What happens if you miss the deadline to file tax returns?

What happens if you miss the deadline to file tax returns?

If you miss the deadline to file your income tax return (ITR) in India, you face several financial and legal consequences, ranging from late fees and interest to the loss of specific tax benefits.

1. Late Filing Fees (Section 234F) 

You can still file a belated return until 31st December of the assessment year, but a mandatory fee applies based on your total income:

* Total income up to ₹5 lakh: The late fee is restricted to ₹1,000.
* Total income above ₹5 lakh: The late fee is ₹5,000.
* Income below the basic exemption limit: Generally, no late fee is levied if you are filing voluntarily and your income is below the taxable threshold.

2. Interest on Unpaid Tax (Section 234A) 

If you have any outstanding tax liability, you must pay interest at 1% per month (or part of a month).

* This interest is calculated from the day immediately following the original due date until the actual date of filing.
* Even a one-day delay into a new month triggers the full 1% charge for that month.

3. Loss of Tax Benefits

Filing late disqualifies you from several benefits that are only available for timely returns:

* Cannot Carry Forward Losses: You lose the ability to carry forward business or capital losses (like those from stocks or properties) to offset against future income.

* Exception: Losses from house property can still be carried forward even with a late filing.

* Ineligibility for Old Tax Regime: For the 2024-25 financial year onwards, the new tax regime is the default. If you miss the original deadline, you generally cannot opt for the Old Tax Regime, which may result in a higher tax liability if you had significant deductions like HRA or 80C.

* Delayed Refunds: Any tax refund due to you will be delayed, and you may lose out on interest that the government normally pays on delayed refunds.

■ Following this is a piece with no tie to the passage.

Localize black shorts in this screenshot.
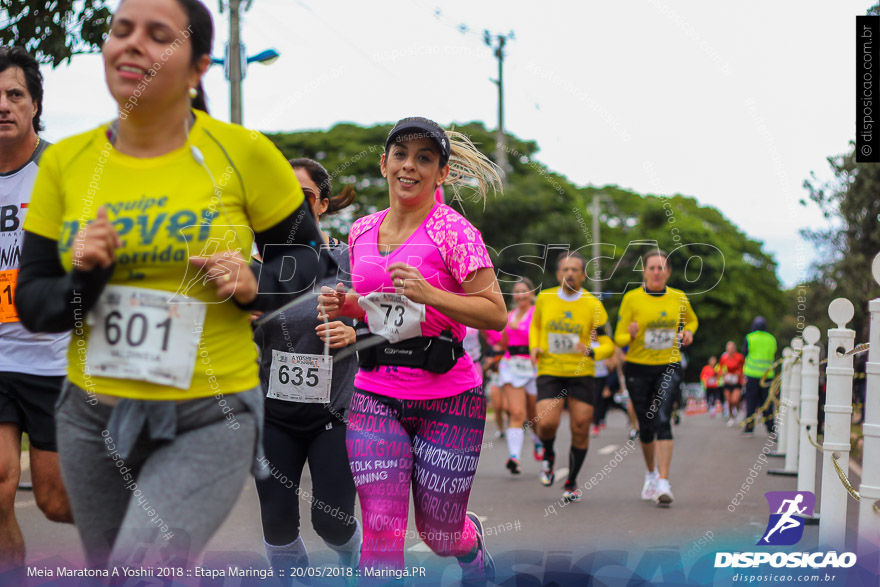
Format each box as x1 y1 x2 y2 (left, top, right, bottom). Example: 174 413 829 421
536 375 594 405
0 371 64 451
722 383 742 392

4. Long-term Impact and Prosecution

* Difficulty with Loans & Visas: Banks and embassies often require the last 2–3 years of ITRs. Late or missed filings can negatively impact your creditworthiness and visa approval chances.

* Updated Return (ITR-U): If you miss the 31st December deadline for a belated return, you may still file an “Updated Return” (ITR-U) within 24 months, but this requires paying additional tax (25% to 50% of the tax and interest due).

* Prosecution: In extreme cases of willful failure to file despite receiving notices, the tax department can initiate prosecution, which may lead to imprisonment ranging from 3 months to 7 years, depending on the tax amount involved.